RNC-seq was conducted based on established methodologies [11, 18]. Cells were treated with ice-cold PBS supplemented with 100 µg/mL cycloheximide to arrest ribosomes on mRNAs. Cells were then lysed on ice for 30 min in 1.2 mL of lysis buffer containing 1% Triton X-100 in ribosome buffer (RB buffer), composed of 15 mM MgCl₂, 20 mM HEPES-KOH (pH 7.4), 2 mM dithiothreitol (DTT), 200 mM KCl, and 100 µg/mL cycloheximide. Lysates were clarified by centrifugation at 16,200 × g for 10 min at 4 °C. 10% of the cleared supernatant was retained as input control. The remaining supernatant was layered onto 35 mL of sucrose cushion (30% sucrose in the RB buffer) and ultracentrifuged at 174,900 × g for 5 h at 4 °C using the SW32 rotor (Beckman Coulter, USA), enabling the isolation of ribosome-nascent chain complex (RNC) pellets enriched in polysomes. Total RNA from both input and RNC fractions was extracted as previously described. RNC-seq libraries were prepared and sequenced on the BGISEQ-500 platform by Beijing Genomics Institute (BGI, Shenzhen, China).

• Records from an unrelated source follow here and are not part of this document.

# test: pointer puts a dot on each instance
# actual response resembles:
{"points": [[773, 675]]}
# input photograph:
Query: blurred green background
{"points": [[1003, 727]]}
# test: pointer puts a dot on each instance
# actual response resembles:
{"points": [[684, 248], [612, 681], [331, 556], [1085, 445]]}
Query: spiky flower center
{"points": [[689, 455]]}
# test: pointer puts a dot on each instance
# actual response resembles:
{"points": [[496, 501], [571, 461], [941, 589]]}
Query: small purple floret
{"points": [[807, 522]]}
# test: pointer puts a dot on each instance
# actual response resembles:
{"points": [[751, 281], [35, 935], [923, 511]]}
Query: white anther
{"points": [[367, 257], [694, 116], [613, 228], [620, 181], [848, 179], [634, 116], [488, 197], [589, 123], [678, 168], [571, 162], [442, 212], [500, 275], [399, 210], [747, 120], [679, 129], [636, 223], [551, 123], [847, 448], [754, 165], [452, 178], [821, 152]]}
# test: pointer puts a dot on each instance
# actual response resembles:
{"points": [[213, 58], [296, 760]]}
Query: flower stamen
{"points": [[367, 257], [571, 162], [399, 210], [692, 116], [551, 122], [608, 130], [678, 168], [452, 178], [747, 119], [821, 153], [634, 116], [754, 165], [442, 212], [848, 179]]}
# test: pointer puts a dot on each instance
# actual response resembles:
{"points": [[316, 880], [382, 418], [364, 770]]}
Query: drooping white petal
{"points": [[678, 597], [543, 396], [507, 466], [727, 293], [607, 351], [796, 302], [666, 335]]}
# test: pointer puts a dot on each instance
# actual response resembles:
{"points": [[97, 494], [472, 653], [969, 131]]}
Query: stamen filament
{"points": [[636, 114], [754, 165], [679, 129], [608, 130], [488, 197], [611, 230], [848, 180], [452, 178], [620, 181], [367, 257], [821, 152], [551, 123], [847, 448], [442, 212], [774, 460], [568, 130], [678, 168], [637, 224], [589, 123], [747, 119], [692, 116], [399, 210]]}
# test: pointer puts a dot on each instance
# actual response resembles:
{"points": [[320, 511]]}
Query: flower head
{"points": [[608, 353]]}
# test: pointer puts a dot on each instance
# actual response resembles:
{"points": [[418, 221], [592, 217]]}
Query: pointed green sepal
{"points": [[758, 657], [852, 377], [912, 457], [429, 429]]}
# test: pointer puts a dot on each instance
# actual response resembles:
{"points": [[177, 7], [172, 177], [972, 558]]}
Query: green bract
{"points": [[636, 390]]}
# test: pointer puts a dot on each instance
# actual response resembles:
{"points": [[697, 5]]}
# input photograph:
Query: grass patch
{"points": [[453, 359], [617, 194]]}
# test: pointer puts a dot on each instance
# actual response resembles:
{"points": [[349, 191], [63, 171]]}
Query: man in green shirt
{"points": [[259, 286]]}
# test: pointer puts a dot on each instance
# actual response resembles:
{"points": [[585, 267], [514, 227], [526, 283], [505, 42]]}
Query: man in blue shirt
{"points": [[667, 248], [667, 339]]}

2.11 RNC-seq data analysis

RNA-seq data were processed according to established protocols [11, 18]. Sequencing reads were aligned to the human reference genome (GRCh38) using Bowtie2, and gene expression quantification was performed based on FPKM (Fragments Per Kilobase of transcript per Million mapped reads) method. Translation efficiency (TE) was calculated for each gene as the ratio of FPKM values from RNC-seq to those from input RNA-seq. Genes with significantly reduced TE were subjected to KEGG pathway enrichment analysis using the R package clusterProfiler.

2.12 Statistical analysis

Statistical analysis was performed using GraphPad Prism V9.5 and R version 4.4.3. Data are presented as mean ± standard deviation (SD) unless otherwise indicated. Statistical significance is represented as ns (not significant), *P < 0.05, **P < 0.01, ***P < 0.001, and ****P < 0.0001. Unless otherwise noted, comparisons of quantitative variables between two groups were performed using unpaired, two-tailed Student’s t-tests or Mann-Whitney U tests. Comparisons of categorical variables were performed using the chi-square test or Fisher’s exact test. For multiple group comparisons, one-way or two-way ANOVA followed by post hoc tests was performed as appropriate. Survival curves were generated using the Kaplan–Meier method and compared using the log-rank test.

Further methodological details and a list of reagents and resources used in this study are provided in Supplementary Material 1 (Supplementary Methods, Supplementary Tables 1 and 2).